El disco heredado
Pasó casi desapercibida, pero el lunes 17 de abril se presentó “El Disco de Piedra”, de la autora paceña Geraldine Ovando De la Quintana, en el Auditorio del Patio del Cabildo.



Luego de 80 minutos conociendo el pueblo de San Lucas, Chuquisaca, a través de la búsqueda de la comunicadora, documentalista, cineasta y poeta, Geraldine Ovando (en portada), la audiencia asistente tuvo opiniones encontradas. “El Disco de Piedra” no es la pieza audiovisual a la que una gran tajada del público se ha acostumbrado. Más bien plantea su propio lenguaje y ritmo, y una vez que los ha delineado, ensaya con ellos una transmutación de la memoria colonizada al recuperar la voz y la presencia de sus protagonistas, la Enri y la Reyna.
“Ya no es aquel misterioso pasado indígena, sino esta bisabuela mía que vestía pollera”
La ópera prima de Geraldine comienza a girar cuando acompaña a la Enri, Enriqueta, su abuela, de vuelta al pueblo al que nunca más volvió en busca de la cara perdida de su identidad. “Algo había en el pueblo de San Lucas que guardaba esta verdad no revelada de la familia, esta identidad que todos los bolivianos llevamos como una suposición, pero que cuando se le da un cuerpo y un nombre cobra otro sentido”. El hallazgo que hacen juntas es el oro de cualquier documentalista: una foto de Severa, la bisabuela, “una imagen real de ella que da otro trasfondo a la historia de la familia. Ya no es aquel misterioso pasado indígena, sino esta bisabuela mía que vestía pollera”.

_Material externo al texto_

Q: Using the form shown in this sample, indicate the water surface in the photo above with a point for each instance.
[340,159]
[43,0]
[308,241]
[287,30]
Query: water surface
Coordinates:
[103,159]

Así, el documento se convierte en una manera de mostrar cuán hondo ha calado la colonia en la historia y la memoria de nuestras familias y nuestros cuerpos. Esto se hace evidente cuando, merced al primer hallazgo, Geraldine recupera a Reyna, la “empleada que trabajaba en mi casa y a quien mi abuela no nos dejaba acercarnos”, y la hace pieza importante en la reflexión sobre la insistente negación de los orígenes indígenas a través de imágenes donde la vemos esquivar la mirada e intentar hundirla, en medio de sonrisas, en el fondo de un plato de metal cubierto de sopa, en el que, quizá, escribe con una cuchara de peltre su propia memoria.
Geraldine encontró la voluntad de mirar profundo en la labor de sus padres, quienes hicieron una vida trabajando con la productora audiovisual Nicobis, que ahora ella y su hermano, Mauricio Ovando, heredan para continuar la labor. “Él también es un gran maestro para mí. Es el primero que abrió una gran puerta en nuestra memoria familiar con su película (Algo Quema, 2018). Sin duda, todos ellos han abierto puertas a nuestra posibilidad de reobservarnos”. Para lograr este ejercicio, ella recomienda cuestionar los modos en los que hacemos cine. “En Bolivia no existe una industria, y pretender los montos exorbitantes y equipos de otras películas es lo más irreal. Todas las miradas son válidas y posibles, pero nuestro cine tiene que adaptarse a modos de producción que se ajusten a nuestra realidad”.

En la realidad de San Lucas, hubo y hay una escritura ancestral hecha en discos de piedra y barro. Geraldine iguala la memoria a la materia de esos discos, y nos dice que aquella es “dura cuando permanece inmóvil, pero frágil cuando se la toca”. El cine también tiene sus discos ancestrales. El más simple de ellos, un taumatropo, ese pequeño disco de cartón con imágenes en ambas caras, por ejemplo, un ave aquí, y una jaula allá, que, al girar con la torsión de dos cuerdas en los extremos de su diámetro, sobrepone las imágenes y crea una tercera en la que vemos al ave enjaulada. El hallazgo de Severa hace que Geraldine complete la cara vacía de su propio taumatropo con una pollera. Y es así que pone en marcha el dispositivo de aceptación de nuestra ancestralidad.